To sum things up, we seem to be able to handle much more volume for assistance on upper body training than bar-loaded lower body training. This is probably because the axial loads from squat and deadlift cause much more systemic stress/neural fatigue than the upper body work. So applying the very high rep protocol on those lifts presents issues with recovery, in most cases, when operating within the framework of the 5thSet methodology. We've experimented and run into the same issue time and time again.

Luckily that does not present an obstacle for 5thSet lifters, because the same needs can be easily addressed on any lift at any time, using the 75% 5thSet protocol. To learn more about that and all the other new protocols, grab a copy of Evolutions here on Elitefts, today.


Failed Experiment #2

6thSet — A Second AMRAP

Maybe the most easily identifiable piece of the 5thSet puzzle and a cornerstone of the methodology is the AMRAP. You've probably seen some 5thSet titans on the internet, battling each other, week after week, for the most reps on their AMRAP. But, like any useful tool, an AMRAP can easily be mishandled.

Some lifters try to push their AMRAPs beyond their own threshold for technical breakdown. This is a really bad idea. Garbage technique in training breeds garbage technique in competition and both of those propositions put the lifter at risk for injury and minimize efficiency in execution.
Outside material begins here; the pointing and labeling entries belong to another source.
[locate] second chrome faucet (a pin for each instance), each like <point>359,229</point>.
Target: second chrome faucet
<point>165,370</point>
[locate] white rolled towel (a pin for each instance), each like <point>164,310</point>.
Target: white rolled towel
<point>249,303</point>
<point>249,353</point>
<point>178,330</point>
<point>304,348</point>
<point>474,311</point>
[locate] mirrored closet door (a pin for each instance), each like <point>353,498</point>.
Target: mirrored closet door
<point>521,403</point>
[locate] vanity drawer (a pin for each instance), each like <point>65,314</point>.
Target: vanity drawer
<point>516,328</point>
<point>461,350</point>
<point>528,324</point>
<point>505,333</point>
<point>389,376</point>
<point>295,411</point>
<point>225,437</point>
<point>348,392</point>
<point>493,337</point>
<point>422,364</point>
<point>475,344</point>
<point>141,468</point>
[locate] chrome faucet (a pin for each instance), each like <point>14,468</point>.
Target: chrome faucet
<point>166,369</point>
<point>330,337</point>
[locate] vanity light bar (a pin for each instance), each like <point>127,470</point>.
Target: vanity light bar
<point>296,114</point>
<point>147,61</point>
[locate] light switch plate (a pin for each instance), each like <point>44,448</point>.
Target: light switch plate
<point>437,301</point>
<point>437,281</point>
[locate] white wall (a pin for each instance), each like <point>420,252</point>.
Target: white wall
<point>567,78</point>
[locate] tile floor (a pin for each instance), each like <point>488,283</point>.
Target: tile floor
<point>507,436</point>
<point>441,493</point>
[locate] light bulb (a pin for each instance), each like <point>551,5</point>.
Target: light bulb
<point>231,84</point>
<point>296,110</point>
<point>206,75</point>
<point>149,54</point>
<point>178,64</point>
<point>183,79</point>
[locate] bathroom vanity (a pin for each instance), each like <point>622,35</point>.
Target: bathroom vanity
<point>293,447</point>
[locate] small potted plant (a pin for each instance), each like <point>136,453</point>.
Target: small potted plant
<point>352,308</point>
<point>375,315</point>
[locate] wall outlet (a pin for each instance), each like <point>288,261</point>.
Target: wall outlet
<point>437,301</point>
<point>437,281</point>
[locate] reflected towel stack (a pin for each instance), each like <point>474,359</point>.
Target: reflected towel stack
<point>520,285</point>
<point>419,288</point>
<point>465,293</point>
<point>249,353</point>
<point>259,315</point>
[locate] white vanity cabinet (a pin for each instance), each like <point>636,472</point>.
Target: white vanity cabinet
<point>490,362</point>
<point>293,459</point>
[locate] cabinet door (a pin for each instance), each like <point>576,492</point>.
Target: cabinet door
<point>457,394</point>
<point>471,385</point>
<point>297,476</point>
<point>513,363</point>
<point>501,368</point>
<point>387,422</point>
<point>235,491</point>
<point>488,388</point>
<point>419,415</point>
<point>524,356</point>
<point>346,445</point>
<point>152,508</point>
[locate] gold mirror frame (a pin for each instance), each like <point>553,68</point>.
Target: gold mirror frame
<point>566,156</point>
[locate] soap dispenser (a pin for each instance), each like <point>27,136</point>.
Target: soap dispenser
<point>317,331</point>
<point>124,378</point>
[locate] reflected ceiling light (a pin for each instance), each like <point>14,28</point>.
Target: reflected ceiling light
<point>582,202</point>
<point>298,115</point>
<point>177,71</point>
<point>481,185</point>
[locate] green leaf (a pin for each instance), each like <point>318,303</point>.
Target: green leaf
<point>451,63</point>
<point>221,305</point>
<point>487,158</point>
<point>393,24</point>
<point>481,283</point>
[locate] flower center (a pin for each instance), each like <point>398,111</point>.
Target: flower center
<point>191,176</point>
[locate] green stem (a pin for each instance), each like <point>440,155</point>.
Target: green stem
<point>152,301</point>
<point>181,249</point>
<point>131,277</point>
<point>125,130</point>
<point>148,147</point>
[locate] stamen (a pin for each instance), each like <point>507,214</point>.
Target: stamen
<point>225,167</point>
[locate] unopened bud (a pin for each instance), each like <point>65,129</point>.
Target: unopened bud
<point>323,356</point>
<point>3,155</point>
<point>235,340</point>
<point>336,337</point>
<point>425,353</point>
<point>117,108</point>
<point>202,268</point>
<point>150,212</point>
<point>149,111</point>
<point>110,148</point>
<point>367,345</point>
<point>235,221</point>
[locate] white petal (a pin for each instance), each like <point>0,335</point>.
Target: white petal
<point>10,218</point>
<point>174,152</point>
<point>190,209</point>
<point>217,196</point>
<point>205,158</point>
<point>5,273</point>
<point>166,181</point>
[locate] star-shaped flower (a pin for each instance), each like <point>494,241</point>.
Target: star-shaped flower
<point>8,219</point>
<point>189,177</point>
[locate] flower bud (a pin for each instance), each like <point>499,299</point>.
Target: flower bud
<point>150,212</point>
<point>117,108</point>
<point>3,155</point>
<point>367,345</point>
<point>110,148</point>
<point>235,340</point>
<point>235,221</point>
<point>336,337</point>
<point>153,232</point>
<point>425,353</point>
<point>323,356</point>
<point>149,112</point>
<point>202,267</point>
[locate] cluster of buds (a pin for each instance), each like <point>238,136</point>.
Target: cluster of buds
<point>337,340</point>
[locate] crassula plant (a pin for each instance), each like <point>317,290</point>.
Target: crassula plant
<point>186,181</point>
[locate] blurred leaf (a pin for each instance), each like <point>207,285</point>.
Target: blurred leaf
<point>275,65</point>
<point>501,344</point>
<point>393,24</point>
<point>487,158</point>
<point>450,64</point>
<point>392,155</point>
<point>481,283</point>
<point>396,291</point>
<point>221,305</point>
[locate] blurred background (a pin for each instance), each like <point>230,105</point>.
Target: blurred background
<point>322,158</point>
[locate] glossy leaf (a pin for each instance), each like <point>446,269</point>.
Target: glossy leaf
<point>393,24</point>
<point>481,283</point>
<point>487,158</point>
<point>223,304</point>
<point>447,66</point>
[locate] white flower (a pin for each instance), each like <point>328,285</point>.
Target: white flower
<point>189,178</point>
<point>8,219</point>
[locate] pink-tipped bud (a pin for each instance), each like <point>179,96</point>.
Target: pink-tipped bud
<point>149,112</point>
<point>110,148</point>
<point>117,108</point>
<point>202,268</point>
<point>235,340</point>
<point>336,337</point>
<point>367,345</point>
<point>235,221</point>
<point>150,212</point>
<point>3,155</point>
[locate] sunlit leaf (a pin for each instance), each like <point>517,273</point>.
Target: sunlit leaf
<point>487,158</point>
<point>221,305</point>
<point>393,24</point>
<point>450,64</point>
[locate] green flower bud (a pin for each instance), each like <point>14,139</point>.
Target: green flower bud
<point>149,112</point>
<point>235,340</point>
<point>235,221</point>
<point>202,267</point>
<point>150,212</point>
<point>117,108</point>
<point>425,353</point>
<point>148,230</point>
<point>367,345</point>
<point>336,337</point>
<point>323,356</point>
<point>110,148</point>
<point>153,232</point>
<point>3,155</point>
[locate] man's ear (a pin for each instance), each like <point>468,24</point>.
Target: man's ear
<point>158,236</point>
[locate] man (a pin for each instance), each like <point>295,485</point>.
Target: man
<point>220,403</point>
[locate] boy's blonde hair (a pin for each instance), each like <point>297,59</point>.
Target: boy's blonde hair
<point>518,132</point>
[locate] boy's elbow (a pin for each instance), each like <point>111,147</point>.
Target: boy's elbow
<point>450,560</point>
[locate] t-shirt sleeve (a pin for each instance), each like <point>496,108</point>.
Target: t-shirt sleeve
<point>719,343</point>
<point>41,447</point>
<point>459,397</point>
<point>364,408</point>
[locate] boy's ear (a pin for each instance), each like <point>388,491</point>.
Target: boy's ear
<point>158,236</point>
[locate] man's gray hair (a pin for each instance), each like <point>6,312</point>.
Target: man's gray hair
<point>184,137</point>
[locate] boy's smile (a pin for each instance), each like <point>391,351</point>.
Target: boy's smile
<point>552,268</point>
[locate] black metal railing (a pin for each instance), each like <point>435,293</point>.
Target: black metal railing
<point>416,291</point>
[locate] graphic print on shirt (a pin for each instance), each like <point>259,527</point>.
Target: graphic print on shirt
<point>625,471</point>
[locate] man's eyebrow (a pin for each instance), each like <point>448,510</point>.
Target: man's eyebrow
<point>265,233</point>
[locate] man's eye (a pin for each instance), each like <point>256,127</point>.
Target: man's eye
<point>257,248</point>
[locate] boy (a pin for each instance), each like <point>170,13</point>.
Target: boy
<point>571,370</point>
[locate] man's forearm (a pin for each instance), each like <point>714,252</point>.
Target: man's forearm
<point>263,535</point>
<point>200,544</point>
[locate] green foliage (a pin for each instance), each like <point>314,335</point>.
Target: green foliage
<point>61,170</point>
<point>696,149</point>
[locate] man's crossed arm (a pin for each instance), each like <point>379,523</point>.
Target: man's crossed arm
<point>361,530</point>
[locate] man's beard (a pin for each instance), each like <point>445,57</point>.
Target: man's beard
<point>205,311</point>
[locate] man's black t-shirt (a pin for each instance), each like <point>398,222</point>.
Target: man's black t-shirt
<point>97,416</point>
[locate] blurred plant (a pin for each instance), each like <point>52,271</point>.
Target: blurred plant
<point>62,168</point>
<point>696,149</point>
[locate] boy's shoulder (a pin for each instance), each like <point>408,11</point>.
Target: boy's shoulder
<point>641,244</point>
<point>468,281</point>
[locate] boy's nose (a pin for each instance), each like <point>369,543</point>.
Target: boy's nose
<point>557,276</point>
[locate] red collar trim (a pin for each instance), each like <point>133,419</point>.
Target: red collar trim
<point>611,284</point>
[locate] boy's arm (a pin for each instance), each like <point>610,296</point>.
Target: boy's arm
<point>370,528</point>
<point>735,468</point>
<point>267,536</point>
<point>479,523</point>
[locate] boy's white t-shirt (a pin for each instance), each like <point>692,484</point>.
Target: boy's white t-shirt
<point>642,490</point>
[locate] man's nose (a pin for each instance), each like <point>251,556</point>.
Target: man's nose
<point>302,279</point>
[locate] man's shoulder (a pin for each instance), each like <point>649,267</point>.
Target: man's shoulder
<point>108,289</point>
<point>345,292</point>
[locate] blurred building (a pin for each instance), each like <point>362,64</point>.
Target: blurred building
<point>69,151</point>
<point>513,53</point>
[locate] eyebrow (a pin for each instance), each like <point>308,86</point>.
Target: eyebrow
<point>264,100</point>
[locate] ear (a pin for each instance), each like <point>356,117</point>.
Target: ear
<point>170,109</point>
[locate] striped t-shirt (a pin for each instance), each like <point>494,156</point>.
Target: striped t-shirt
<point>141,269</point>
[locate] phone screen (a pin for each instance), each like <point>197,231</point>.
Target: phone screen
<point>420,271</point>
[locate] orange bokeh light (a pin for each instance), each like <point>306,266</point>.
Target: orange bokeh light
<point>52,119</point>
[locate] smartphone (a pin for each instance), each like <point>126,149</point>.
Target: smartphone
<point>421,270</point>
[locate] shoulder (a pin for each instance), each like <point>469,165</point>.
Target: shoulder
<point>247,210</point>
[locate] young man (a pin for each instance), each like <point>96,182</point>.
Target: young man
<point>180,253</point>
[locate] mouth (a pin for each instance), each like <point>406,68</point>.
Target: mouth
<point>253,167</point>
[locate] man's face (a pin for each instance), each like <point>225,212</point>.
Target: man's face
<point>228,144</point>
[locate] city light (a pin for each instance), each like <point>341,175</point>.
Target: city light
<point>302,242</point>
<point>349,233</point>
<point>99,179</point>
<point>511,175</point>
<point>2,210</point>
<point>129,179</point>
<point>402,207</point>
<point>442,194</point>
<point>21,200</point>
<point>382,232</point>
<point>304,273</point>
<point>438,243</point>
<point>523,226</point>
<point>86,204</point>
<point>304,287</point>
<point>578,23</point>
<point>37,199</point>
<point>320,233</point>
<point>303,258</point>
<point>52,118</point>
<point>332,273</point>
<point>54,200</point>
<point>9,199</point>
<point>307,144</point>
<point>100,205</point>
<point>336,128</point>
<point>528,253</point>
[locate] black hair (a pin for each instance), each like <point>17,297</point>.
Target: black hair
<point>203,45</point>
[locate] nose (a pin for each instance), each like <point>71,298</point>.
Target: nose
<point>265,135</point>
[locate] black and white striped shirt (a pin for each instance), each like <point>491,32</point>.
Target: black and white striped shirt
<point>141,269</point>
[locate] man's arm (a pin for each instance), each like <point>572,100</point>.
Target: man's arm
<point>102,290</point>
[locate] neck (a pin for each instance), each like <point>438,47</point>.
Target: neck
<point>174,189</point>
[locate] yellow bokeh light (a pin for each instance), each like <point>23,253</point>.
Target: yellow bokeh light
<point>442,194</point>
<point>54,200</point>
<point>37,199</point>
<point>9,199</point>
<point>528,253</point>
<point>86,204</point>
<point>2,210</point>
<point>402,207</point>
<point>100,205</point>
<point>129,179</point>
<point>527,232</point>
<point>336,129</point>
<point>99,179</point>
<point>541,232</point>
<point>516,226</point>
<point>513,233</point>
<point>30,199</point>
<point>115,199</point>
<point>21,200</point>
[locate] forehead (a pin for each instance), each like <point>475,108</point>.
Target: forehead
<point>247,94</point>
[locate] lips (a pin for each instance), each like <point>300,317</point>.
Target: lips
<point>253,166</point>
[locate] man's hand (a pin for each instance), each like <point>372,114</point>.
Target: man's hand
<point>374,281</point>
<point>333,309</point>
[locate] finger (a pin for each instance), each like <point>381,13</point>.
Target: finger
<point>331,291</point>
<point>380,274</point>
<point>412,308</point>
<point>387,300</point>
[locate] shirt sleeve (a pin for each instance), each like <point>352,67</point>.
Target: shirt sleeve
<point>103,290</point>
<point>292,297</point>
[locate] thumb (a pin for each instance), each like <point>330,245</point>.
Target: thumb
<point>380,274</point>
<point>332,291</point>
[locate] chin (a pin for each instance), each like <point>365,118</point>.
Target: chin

Others will not even run the method correctly, just doing some arbitrary number of sets of doubles or triples at whatever percentage and then they will follow that with an AMRAP.

Dumb, dumb, dumb. And the results speak for themselves.

Obviously, neither of the scenarios listed above meet the criteria for an experiment I mentioned at the beginning of this article. But what about a second AMRAP? It's not the craziest idea in the world. If the sets are terminated prior to tech breakdown, it stands to reason that a second AMRAP could provide a little more of the same benefit as the first.

So for a while, I tested using a second AMRAP as an option, in place of an MSM (mechanically similar movement), after the main work. The results can be easily summarized: lifters kept getting hurt.

MSMs seem to work best when partial range of motion movements are used which eliminate or minimize the portion of the lift that puts the lifter at the most risk for injury.

Board presses are a great example of a way an MSM can be an effective means to load more volume, specific to a given lift, without much-increased risk for injury. This makes them a much better choice for MSM than another AMRAP. There are similar MSM options for each competition lift, where the benefits outweigh the risk for injury.

So, the second AMRAP experiment was eventually abandoned.

The moral of the story is stick to the script. If you're thinking of it, I've probably already thought of it. The method works exceedingly well without going outside of the rules and the new book gives enough options to ensure you'll never get bored or stall out. So why mess with a good thing?